Evidence was adduced in support of the rental contract, tending to show that the tenants had rented and occupied the Murphy and Gross places for a number of years; that it was the custom of the receiver to rent them in the fall for the following year; that the'present contract was made in October or November, 1918, for 1919, in keeping with the custom, before the court made an order not to rent the lands for the year 1919; that the tenants had made sundry arrangements to cultivate, and they and their subtenants and share-croppers were in possession of the lands, ready to cultivate them; that no other lands for miles around could be rented, and that the rental contract of $1,000 and necessary repairs was a fair rental for the lands.

Evidence was adduced in support of the issuance of the writ, showing the sale, pursuant to a consent order, the purchase and execution of a secured and approved note for the purchase money, and tending to show that a thousand dollars and necessary repairs was not a reasonable rental value of the place for the year 1919.

The sole issue presented by this appeal is whether the court erred in refusing the writ of possession for the Murphy and Gross places. This contract of rental was made with the receiver after a petition for the sale of the lands had been filed. On December 5, 1918, before any arrangements had been made by the tenants, their subtenants or share-croppers to cultivate the lands, the court had ordered the receiver not to rent the lands for the year 1919. This order was clearly a disapproval of the rental contract made in the latter part of October or the first part of November. The general rule of law is that “all persons dealing with receivers * * * do so at their peril, and are bound to take notice of their incapacity to conclude a binding contract without the sanction of the court.” High on Receivers (2 Ed.), § 186; American & English Enc.- of Law, vol. 23, p. 1066. Not only the receiver, but also all parties who contract with him *414in relation to the property in controversy held by him, become parties in litigation in respect to the property, and must be governed by the orders concerning it. It is a well recognized principle of law that: “The purchaser at a judicial sale has a clear right to the possession of the property sold as against all parties to the proceeding in which the sale is made, and this right the court will summarily enforce by writ of assistance, or in some other appropriate manner.” Am. & Eng. Enc. of Law (2 Ed.), vol. 17, p. 1014. It is true that a writ of assistance does not go as a matter of course, but it is also true that it is never withheld unless the exigencies of the particular case require it. The only exigencies which will warrant a denial of the writ are where the parties in possession are not parties to the suit and claim by legal right, or where they are entitled to hold on account of paramount equities to the rights of the purchaser at the sale.
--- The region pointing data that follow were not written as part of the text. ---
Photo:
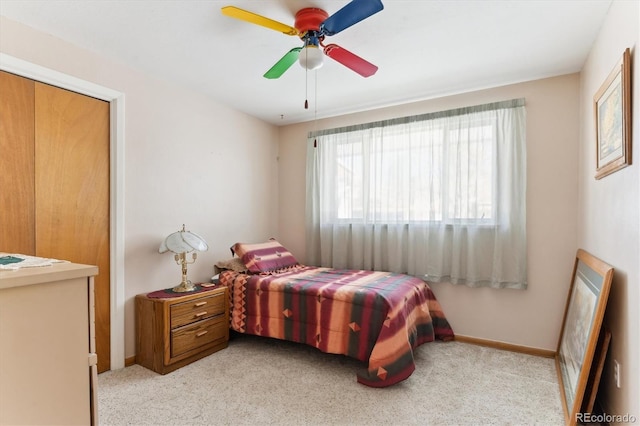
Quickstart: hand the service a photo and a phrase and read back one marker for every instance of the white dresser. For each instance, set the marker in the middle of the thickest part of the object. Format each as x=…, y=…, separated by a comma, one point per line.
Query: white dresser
x=48, y=372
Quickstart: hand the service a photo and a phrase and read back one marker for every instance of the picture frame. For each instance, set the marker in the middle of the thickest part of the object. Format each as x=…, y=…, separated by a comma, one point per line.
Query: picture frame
x=612, y=108
x=584, y=311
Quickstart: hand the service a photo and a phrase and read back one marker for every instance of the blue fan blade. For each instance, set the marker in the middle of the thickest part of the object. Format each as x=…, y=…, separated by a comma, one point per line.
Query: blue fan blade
x=351, y=14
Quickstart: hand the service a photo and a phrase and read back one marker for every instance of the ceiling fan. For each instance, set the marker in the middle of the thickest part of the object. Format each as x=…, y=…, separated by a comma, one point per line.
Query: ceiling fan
x=312, y=25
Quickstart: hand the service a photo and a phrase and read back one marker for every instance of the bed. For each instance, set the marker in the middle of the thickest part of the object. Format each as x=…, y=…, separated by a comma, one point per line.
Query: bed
x=373, y=316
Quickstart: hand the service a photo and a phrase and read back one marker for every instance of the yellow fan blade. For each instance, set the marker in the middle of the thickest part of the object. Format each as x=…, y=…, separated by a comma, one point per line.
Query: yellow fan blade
x=247, y=16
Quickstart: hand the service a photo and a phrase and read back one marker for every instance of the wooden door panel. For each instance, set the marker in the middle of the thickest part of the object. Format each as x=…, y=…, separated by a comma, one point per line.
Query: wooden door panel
x=17, y=195
x=72, y=190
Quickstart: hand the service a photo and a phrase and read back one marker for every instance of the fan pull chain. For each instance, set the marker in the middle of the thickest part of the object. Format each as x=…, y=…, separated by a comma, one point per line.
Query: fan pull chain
x=306, y=85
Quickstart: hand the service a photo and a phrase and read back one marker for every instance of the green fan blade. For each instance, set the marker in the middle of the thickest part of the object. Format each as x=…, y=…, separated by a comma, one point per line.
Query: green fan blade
x=284, y=63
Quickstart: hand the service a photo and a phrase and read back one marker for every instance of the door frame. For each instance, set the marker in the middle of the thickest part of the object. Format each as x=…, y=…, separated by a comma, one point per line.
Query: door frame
x=36, y=72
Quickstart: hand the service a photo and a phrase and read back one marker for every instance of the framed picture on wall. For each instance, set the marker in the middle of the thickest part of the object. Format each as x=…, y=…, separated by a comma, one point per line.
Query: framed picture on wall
x=612, y=106
x=581, y=326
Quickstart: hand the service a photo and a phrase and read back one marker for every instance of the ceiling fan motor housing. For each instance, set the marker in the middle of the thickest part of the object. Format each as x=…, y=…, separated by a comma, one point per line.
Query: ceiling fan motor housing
x=309, y=19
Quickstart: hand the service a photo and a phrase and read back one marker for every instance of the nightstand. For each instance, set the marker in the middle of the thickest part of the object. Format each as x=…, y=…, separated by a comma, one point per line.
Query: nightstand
x=173, y=332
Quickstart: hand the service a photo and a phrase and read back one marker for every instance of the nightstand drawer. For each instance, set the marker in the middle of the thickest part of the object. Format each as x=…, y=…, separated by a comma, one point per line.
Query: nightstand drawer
x=196, y=309
x=190, y=337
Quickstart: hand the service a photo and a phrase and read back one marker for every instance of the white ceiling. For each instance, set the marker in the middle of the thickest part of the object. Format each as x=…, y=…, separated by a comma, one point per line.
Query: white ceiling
x=423, y=48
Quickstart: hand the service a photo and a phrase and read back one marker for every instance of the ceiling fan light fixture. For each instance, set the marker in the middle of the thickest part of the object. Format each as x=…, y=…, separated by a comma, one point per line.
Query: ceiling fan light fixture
x=311, y=57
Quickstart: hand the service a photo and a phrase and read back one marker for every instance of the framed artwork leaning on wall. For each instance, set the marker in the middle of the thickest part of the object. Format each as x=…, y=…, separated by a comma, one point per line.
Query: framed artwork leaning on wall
x=612, y=107
x=586, y=303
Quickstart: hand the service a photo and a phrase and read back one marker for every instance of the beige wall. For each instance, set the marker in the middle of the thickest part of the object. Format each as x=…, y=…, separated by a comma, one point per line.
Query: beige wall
x=531, y=317
x=182, y=153
x=609, y=218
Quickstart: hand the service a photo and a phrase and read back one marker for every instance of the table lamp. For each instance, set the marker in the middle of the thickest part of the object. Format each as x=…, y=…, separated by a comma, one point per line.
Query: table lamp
x=181, y=243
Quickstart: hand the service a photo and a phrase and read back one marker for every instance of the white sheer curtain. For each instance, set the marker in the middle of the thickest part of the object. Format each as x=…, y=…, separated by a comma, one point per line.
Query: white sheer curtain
x=441, y=196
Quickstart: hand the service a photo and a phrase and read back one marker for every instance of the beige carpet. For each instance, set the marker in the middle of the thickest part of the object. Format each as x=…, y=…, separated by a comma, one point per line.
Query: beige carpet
x=258, y=381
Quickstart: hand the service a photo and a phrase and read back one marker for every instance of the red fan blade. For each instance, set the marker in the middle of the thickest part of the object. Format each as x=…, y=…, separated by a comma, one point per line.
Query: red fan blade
x=350, y=60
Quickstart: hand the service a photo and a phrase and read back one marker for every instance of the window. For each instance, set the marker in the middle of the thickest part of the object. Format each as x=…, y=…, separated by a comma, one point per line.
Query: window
x=367, y=179
x=430, y=195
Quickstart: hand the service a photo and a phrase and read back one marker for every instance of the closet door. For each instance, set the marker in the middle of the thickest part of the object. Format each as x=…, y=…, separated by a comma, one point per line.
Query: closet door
x=72, y=190
x=17, y=195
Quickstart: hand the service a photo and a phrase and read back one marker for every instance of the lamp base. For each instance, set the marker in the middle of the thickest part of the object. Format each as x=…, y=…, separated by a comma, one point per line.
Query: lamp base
x=184, y=286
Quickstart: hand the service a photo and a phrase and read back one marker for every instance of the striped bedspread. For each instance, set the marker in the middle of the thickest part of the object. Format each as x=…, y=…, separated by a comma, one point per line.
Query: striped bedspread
x=376, y=317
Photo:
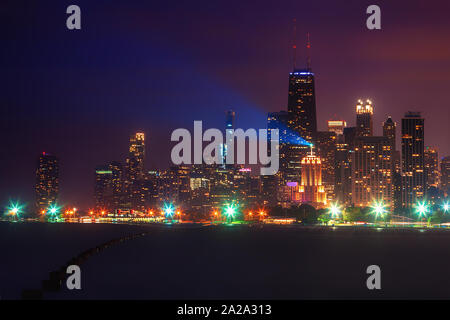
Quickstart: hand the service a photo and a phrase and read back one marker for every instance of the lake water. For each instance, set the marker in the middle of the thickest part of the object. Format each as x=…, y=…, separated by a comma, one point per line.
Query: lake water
x=228, y=262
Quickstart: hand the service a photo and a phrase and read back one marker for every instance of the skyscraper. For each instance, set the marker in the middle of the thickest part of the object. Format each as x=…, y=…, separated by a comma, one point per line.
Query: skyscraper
x=103, y=188
x=389, y=131
x=389, y=128
x=278, y=120
x=136, y=156
x=47, y=182
x=311, y=188
x=445, y=175
x=230, y=117
x=326, y=145
x=372, y=171
x=302, y=104
x=135, y=173
x=431, y=164
x=364, y=121
x=413, y=158
x=337, y=126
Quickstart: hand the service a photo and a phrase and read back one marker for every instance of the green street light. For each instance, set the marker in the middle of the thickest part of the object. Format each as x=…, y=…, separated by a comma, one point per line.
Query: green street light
x=379, y=209
x=446, y=207
x=53, y=210
x=230, y=211
x=422, y=209
x=14, y=209
x=168, y=210
x=335, y=210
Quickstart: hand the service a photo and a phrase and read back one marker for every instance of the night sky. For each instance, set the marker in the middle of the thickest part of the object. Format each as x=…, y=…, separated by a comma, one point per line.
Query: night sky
x=159, y=65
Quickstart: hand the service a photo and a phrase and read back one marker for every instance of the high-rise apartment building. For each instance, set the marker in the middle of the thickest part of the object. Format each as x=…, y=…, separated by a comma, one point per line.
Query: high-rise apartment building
x=413, y=165
x=47, y=182
x=364, y=121
x=372, y=171
x=431, y=167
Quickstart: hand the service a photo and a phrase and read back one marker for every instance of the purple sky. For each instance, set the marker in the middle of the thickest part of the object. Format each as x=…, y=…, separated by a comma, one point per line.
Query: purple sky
x=157, y=65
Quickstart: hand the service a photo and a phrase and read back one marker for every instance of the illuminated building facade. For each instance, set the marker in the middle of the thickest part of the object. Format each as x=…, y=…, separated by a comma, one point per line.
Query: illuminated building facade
x=290, y=151
x=343, y=174
x=337, y=126
x=135, y=172
x=311, y=188
x=413, y=160
x=136, y=156
x=47, y=182
x=364, y=121
x=445, y=175
x=372, y=171
x=431, y=167
x=302, y=104
x=103, y=188
x=326, y=144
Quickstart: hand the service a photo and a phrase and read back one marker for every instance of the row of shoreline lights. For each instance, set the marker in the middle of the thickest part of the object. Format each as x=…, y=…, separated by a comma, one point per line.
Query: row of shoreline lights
x=168, y=210
x=379, y=209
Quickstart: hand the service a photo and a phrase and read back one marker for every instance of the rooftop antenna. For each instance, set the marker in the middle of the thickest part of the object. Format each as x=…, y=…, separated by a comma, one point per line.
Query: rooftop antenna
x=308, y=56
x=294, y=46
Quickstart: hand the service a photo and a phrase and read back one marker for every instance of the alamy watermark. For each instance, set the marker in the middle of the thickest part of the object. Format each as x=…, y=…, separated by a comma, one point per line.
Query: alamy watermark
x=219, y=151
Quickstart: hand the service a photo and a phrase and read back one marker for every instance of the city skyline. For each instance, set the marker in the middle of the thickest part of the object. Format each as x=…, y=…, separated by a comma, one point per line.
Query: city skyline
x=78, y=175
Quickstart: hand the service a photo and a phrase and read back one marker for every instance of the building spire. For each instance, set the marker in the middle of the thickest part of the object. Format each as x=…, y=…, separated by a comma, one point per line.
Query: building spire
x=294, y=46
x=308, y=55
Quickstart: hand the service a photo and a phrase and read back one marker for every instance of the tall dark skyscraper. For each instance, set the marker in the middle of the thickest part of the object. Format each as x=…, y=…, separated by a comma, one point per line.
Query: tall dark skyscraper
x=278, y=120
x=47, y=182
x=103, y=187
x=389, y=128
x=326, y=145
x=302, y=104
x=445, y=175
x=431, y=163
x=364, y=121
x=413, y=158
x=135, y=171
x=136, y=156
x=230, y=117
x=372, y=171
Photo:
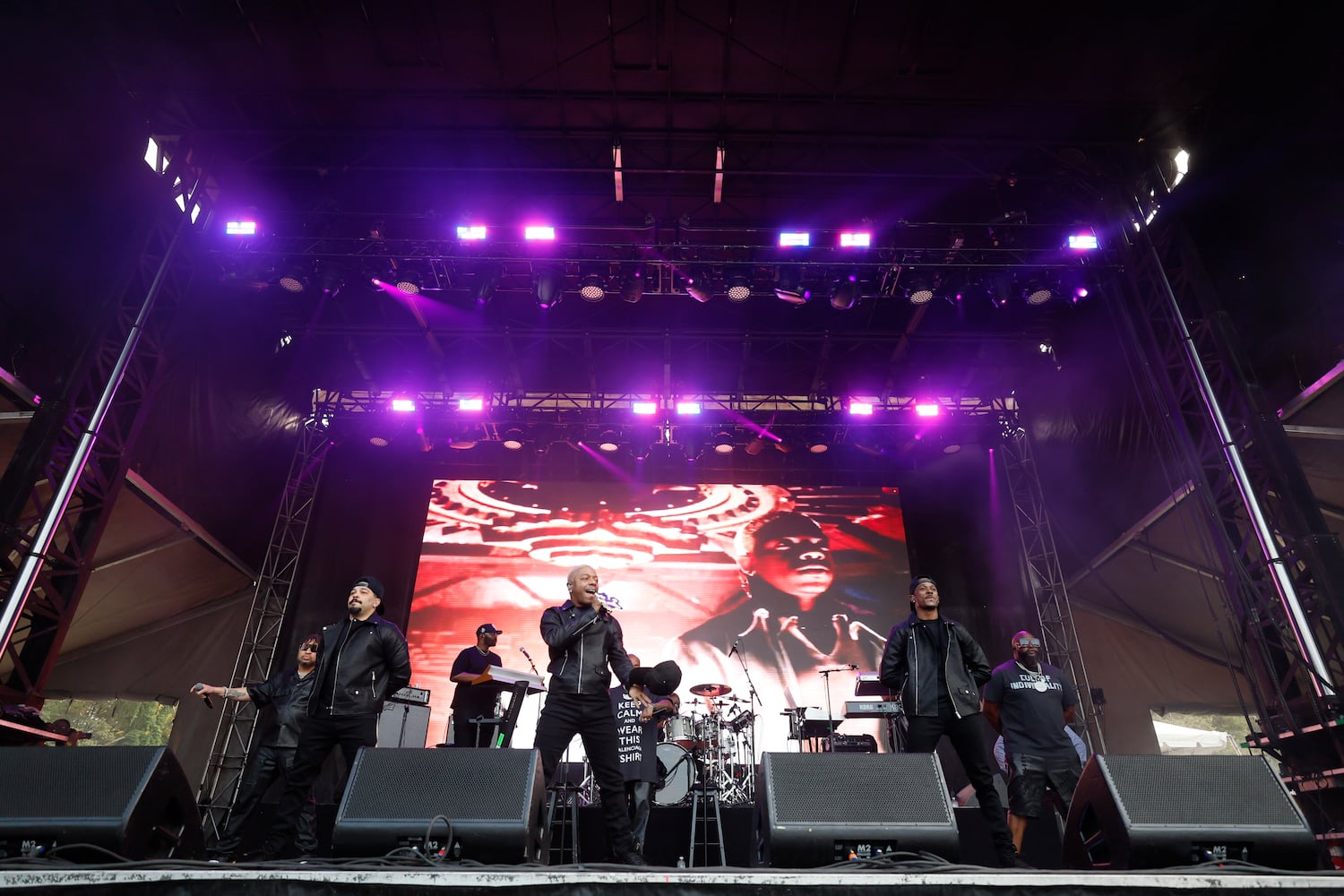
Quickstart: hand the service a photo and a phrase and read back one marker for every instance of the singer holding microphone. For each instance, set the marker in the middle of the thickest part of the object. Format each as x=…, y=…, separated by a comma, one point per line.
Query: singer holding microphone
x=472, y=702
x=586, y=646
x=287, y=694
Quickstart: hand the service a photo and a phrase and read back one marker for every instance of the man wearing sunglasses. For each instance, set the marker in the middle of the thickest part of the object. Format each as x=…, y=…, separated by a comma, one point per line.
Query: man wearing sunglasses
x=287, y=692
x=1030, y=702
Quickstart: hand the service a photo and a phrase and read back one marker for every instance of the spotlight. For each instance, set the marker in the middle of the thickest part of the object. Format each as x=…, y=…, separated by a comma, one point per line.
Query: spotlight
x=409, y=282
x=739, y=288
x=632, y=285
x=924, y=288
x=593, y=288
x=788, y=285
x=295, y=280
x=699, y=285
x=844, y=290
x=1038, y=292
x=547, y=282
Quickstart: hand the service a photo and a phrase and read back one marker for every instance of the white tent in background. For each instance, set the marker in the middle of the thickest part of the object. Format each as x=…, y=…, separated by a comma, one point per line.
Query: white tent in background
x=1191, y=742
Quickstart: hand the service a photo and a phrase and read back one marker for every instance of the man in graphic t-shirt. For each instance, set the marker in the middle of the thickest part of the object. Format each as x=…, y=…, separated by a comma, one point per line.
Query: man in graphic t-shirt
x=472, y=702
x=637, y=731
x=1030, y=702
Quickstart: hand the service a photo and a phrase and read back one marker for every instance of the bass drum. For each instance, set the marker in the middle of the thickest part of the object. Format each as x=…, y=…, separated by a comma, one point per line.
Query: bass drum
x=680, y=731
x=676, y=775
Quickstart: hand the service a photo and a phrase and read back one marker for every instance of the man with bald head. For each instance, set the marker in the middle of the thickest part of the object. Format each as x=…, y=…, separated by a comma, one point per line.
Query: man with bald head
x=1030, y=702
x=586, y=646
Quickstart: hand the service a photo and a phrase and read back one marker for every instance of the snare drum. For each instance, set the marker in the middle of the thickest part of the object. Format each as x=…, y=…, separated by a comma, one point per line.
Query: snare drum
x=680, y=731
x=676, y=775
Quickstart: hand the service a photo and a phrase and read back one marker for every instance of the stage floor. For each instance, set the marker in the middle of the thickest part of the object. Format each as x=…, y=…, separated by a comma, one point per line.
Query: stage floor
x=193, y=879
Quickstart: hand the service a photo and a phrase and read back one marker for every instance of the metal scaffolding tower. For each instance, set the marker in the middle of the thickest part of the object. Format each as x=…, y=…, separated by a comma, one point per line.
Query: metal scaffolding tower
x=1043, y=576
x=1282, y=570
x=257, y=651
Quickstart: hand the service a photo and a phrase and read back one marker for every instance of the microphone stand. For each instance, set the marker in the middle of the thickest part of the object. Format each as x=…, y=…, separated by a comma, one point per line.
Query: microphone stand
x=753, y=702
x=831, y=720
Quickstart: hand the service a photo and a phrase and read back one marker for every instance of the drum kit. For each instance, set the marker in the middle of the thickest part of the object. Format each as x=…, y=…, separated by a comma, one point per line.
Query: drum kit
x=711, y=748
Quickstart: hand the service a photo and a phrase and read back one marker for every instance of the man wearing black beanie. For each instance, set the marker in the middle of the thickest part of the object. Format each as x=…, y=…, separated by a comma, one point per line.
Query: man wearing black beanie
x=938, y=669
x=360, y=661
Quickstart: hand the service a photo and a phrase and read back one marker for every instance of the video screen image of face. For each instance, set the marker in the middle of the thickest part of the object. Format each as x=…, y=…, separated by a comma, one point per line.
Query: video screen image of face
x=752, y=589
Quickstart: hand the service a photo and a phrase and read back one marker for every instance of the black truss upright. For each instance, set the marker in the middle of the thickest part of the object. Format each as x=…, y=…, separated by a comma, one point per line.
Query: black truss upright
x=58, y=492
x=1282, y=568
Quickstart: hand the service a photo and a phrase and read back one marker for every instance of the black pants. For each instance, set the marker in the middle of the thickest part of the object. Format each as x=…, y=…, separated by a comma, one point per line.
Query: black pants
x=639, y=796
x=965, y=737
x=589, y=716
x=320, y=735
x=268, y=764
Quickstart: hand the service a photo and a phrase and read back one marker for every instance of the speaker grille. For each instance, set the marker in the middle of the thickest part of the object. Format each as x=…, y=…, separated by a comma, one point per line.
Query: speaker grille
x=406, y=783
x=39, y=782
x=882, y=788
x=1198, y=791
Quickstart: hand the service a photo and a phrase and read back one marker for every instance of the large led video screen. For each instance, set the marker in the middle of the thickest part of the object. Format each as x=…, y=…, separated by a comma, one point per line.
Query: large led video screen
x=774, y=597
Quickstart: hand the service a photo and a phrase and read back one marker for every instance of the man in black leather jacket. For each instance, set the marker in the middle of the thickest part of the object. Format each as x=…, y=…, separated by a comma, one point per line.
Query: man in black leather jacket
x=937, y=669
x=363, y=659
x=586, y=646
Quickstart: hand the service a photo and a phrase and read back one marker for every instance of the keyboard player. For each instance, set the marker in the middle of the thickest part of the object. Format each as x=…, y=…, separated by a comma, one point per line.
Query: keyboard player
x=476, y=702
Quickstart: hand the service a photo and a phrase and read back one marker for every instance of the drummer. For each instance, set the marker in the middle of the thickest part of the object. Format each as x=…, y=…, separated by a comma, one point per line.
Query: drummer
x=637, y=734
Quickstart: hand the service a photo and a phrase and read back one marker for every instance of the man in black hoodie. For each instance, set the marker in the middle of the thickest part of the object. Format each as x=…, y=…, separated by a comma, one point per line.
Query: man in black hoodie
x=937, y=668
x=362, y=659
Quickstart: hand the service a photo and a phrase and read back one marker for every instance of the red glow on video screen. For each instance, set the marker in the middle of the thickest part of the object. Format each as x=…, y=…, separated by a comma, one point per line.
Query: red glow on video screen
x=798, y=578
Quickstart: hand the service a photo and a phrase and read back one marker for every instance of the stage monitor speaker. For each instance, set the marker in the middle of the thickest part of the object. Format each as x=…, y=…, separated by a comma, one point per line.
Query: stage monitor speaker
x=816, y=809
x=1161, y=812
x=492, y=798
x=131, y=801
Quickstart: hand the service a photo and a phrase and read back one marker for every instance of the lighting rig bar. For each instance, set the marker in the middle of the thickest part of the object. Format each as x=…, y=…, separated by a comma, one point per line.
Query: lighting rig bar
x=507, y=408
x=666, y=261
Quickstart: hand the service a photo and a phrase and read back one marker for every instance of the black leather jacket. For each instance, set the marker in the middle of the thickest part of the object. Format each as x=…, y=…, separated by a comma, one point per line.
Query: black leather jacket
x=370, y=665
x=586, y=648
x=910, y=668
x=288, y=694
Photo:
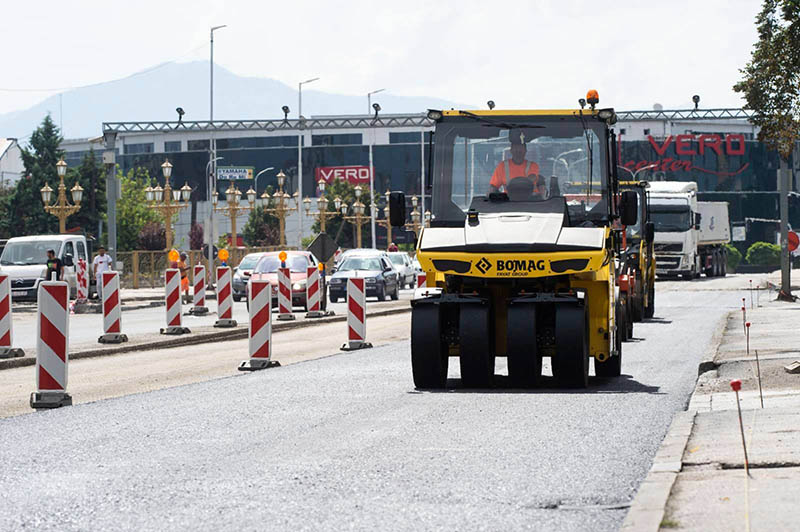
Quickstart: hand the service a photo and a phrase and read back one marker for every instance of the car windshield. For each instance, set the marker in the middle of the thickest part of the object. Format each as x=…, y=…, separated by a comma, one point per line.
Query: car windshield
x=249, y=262
x=361, y=263
x=671, y=218
x=270, y=264
x=515, y=164
x=24, y=253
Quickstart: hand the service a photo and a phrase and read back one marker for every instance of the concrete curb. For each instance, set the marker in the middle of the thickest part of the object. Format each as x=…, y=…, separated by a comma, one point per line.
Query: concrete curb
x=238, y=333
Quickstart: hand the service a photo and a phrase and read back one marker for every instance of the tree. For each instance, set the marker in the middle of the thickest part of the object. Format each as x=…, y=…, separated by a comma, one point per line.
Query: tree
x=771, y=87
x=26, y=215
x=132, y=211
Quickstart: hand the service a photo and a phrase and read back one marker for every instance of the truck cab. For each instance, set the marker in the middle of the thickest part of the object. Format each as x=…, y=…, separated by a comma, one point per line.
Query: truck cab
x=24, y=260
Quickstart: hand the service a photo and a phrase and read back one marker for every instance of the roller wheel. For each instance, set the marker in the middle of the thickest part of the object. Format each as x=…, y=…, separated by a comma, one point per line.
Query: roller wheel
x=477, y=358
x=571, y=363
x=524, y=362
x=428, y=352
x=650, y=308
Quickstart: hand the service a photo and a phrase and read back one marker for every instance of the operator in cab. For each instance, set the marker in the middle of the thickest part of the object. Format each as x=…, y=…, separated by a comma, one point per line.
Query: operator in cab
x=509, y=171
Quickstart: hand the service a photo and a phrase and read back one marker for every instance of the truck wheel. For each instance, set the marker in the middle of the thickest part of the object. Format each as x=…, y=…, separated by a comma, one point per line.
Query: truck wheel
x=650, y=308
x=524, y=362
x=477, y=359
x=428, y=352
x=571, y=363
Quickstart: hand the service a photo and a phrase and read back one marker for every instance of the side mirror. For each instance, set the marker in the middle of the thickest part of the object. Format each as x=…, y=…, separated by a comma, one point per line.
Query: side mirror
x=649, y=232
x=629, y=208
x=397, y=209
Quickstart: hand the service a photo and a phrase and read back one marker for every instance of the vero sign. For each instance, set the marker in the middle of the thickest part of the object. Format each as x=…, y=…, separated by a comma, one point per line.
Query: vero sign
x=354, y=175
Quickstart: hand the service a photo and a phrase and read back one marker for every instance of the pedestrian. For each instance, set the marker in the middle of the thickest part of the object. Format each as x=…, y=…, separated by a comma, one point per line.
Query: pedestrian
x=54, y=266
x=100, y=264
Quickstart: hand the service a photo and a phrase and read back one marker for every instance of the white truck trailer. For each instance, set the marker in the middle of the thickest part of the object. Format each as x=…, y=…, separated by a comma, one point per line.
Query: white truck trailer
x=690, y=235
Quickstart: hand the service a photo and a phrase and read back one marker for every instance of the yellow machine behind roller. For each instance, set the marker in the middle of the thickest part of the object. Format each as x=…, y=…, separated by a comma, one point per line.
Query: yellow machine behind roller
x=520, y=253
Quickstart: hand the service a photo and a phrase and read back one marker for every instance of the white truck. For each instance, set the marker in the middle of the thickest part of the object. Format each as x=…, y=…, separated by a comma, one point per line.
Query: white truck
x=690, y=235
x=24, y=260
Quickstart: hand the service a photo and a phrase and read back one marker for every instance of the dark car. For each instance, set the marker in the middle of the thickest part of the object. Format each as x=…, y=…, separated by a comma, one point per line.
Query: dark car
x=380, y=277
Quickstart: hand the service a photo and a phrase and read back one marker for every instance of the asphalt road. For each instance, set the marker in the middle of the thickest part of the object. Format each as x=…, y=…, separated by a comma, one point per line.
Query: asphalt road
x=345, y=442
x=84, y=329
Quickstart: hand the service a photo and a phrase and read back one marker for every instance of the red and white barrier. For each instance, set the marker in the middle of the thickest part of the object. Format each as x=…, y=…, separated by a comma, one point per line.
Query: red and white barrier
x=313, y=293
x=172, y=288
x=260, y=328
x=285, y=294
x=6, y=322
x=112, y=311
x=199, y=291
x=82, y=275
x=52, y=346
x=356, y=315
x=224, y=298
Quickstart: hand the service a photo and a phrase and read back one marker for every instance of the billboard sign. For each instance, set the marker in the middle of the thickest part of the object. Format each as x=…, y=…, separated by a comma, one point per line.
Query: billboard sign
x=355, y=175
x=234, y=173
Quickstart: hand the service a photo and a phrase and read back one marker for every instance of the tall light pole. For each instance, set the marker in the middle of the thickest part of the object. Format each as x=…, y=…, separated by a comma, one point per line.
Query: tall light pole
x=300, y=151
x=212, y=152
x=369, y=99
x=377, y=107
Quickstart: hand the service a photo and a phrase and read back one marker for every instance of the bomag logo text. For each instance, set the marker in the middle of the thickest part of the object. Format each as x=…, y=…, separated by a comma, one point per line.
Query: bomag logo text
x=513, y=267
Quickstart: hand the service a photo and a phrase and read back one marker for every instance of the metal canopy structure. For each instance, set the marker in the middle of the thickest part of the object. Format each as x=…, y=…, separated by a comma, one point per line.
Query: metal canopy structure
x=339, y=122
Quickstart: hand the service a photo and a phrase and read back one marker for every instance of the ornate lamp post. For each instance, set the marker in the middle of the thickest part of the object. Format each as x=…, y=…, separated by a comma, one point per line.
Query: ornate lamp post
x=168, y=201
x=357, y=218
x=386, y=222
x=322, y=213
x=281, y=208
x=233, y=207
x=62, y=209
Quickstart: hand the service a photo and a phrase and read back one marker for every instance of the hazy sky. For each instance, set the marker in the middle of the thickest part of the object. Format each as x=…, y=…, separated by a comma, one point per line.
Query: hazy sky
x=534, y=54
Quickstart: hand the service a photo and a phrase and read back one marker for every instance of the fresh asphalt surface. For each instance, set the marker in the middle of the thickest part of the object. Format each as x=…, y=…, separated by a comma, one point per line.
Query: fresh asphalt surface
x=346, y=442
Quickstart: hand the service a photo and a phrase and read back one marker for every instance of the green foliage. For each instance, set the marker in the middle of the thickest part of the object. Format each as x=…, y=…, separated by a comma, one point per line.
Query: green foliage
x=764, y=254
x=26, y=214
x=771, y=83
x=132, y=210
x=734, y=257
x=340, y=230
We think the finding of the chancellor, to the effect that $1,000 and repairs was a reasonable rental for the places for the year 1919 is supported by a preponderance of the evidence. The year has about closed, so the error of the chancellor in refusing the writ can not be remedied by restoration of the lands to appellant. At this late date, a technical reversal of the decree can result only in a judgment in favor of appellant for rents and costs.

For the error indicated, the decree is reversed and judgment is directed here for $1,000, the rental value of the places, together with his costs.